С утра мне звонил Хартборн. Не зная о том, что я собрался уезжать, он предложил вместе пообедать. У нас с ним сохранилось обыкновение ходить вместе обедать еще с тех времен, когда я был на службе. В этот момент я еще колебался: не надо ли отложить отъезд, чтобы посвятить воскресный день укреплению мира с Баффинами. Я ответил уклончиво, что позвоню ему позже, но в действительности его звонок побудил меня поспешить с окончательным решением. И я решил ехать. Если я останусь на воскресенье, меня снова затянет рутина праздной, заурядной лондонской жизни, символом которой как раз и был бедняга Хартборн. А я стремился вырваться из этой обыденщины, вырваться из жизни, лишенной цели. Надо сказать, что меня слегка обескураживало собственное явное нежелание расставаться со своей квартирой.
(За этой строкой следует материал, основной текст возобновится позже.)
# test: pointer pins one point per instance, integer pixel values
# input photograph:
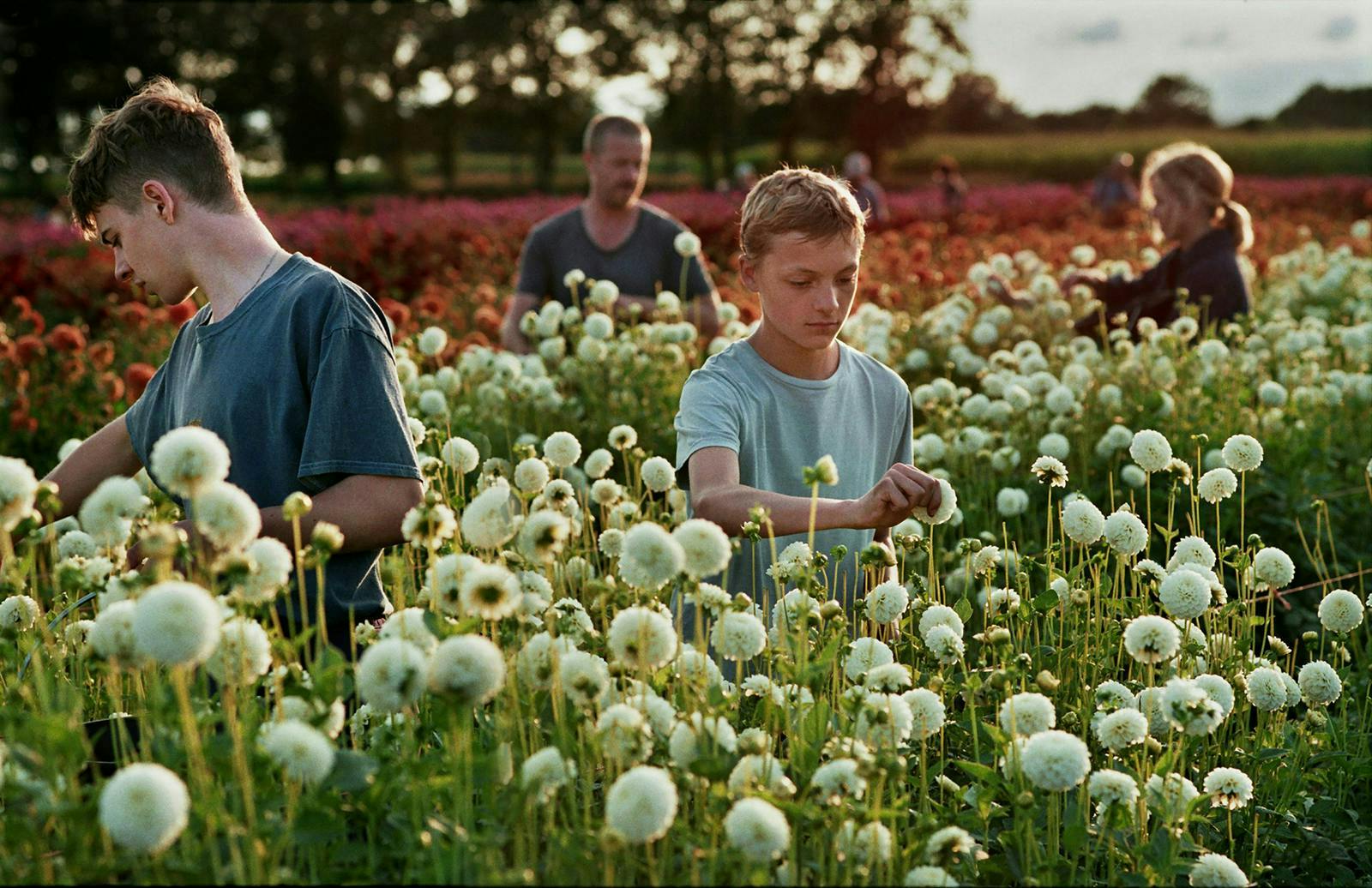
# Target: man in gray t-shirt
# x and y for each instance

Я был почти испуган этим. Переставляя фарфоровые фигурки и обтирая с них пыль носовым платком, я чувствовал, как на меня приступами накатывает вещая тоска и вереницей находят неотступные видения грабежа и надругательства. Прошлую ночь мне приснился страшный сон, после которого я несколько наиболее ценных предметов спрятал, отсюда — необходимость переставлять остальные. Дурацкая мысль, что они тут будут стоять, словно молчаливые стражи, во время моего отсутствия, едва не довела меня до слез. Поэтому, рассердившись на самого себя, я принял решение отправиться нынче же утром более ранним поездом, чем было у меня запланировано.
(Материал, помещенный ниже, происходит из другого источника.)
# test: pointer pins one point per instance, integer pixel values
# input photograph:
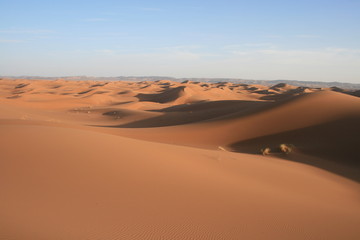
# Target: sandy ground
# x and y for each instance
(168, 160)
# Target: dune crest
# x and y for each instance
(170, 160)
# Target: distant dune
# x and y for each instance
(177, 160)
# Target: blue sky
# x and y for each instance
(301, 40)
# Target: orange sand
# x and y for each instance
(167, 160)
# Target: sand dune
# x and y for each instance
(169, 160)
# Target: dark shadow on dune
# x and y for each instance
(334, 145)
(205, 111)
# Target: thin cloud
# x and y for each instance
(26, 31)
(10, 41)
(307, 36)
(152, 9)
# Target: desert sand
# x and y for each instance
(169, 160)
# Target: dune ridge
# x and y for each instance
(170, 160)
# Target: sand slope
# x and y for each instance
(70, 171)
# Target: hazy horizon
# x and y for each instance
(260, 40)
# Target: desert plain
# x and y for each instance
(168, 160)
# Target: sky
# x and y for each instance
(304, 40)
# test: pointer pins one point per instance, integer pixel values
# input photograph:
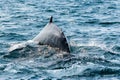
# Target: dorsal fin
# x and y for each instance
(51, 19)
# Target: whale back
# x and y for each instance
(53, 36)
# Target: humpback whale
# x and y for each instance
(50, 35)
(53, 36)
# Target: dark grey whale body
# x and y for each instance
(53, 36)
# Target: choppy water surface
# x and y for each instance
(91, 26)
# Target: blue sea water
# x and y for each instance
(92, 28)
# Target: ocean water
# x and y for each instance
(92, 28)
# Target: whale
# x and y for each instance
(53, 36)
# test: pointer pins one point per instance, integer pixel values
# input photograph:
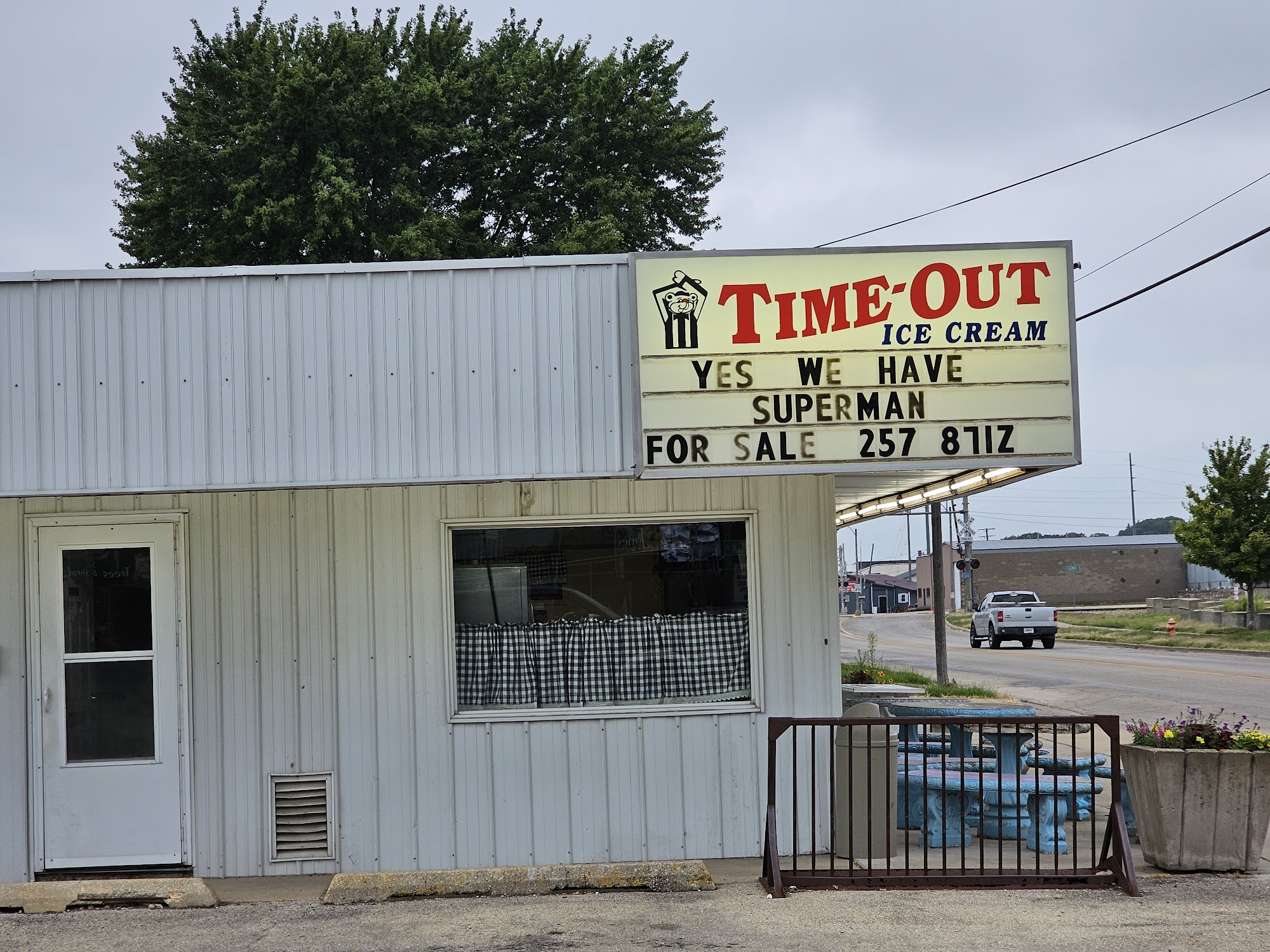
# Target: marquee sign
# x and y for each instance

Да, мне пора было в путь. Последние месяцы я жил, обуреваемый попеременно скукой и отчаянием, трудясь над неким смутным творческим замыслом, который то принимал очертания повести, то становился огромным романом, где герой, обладающий определенным сходством со мной самим, в серии неясных эпизодов предавался размышлениям о жизни и искусстве. Беда была в том, что черный накал, отсутствие которого я с прискорбием отмечал в работах Арнольда, отсутствовал здесь тоже. Мне не удавалось воспламенить и сплавить отдельные мысли, отдельные образы в нечто единое. Мне бы хотелось изложить свои взгляды, чтобы получилась связная философия, и в то же время хотелось воплотить ее в определенном сюжете, быть может, в аллегории, столь же тонкой и прочной, как моя гирлянда чугунных роз. Но ничего не получалось. Мои образы оставались тенями, мои мысли — сентенциями. И, однако, я чувствовал близость озарения. Я знал, что стоит мне сейчас уехать, уединиться, разорвать тенета скуки и неудачи, и награда не заставит себя ждать. Вот в каком я был настроении, когда решился отправиться в путь, покинув любимое логово ради мест, где я никогда не бывал, и дома в дюнах, которого никогда не видел.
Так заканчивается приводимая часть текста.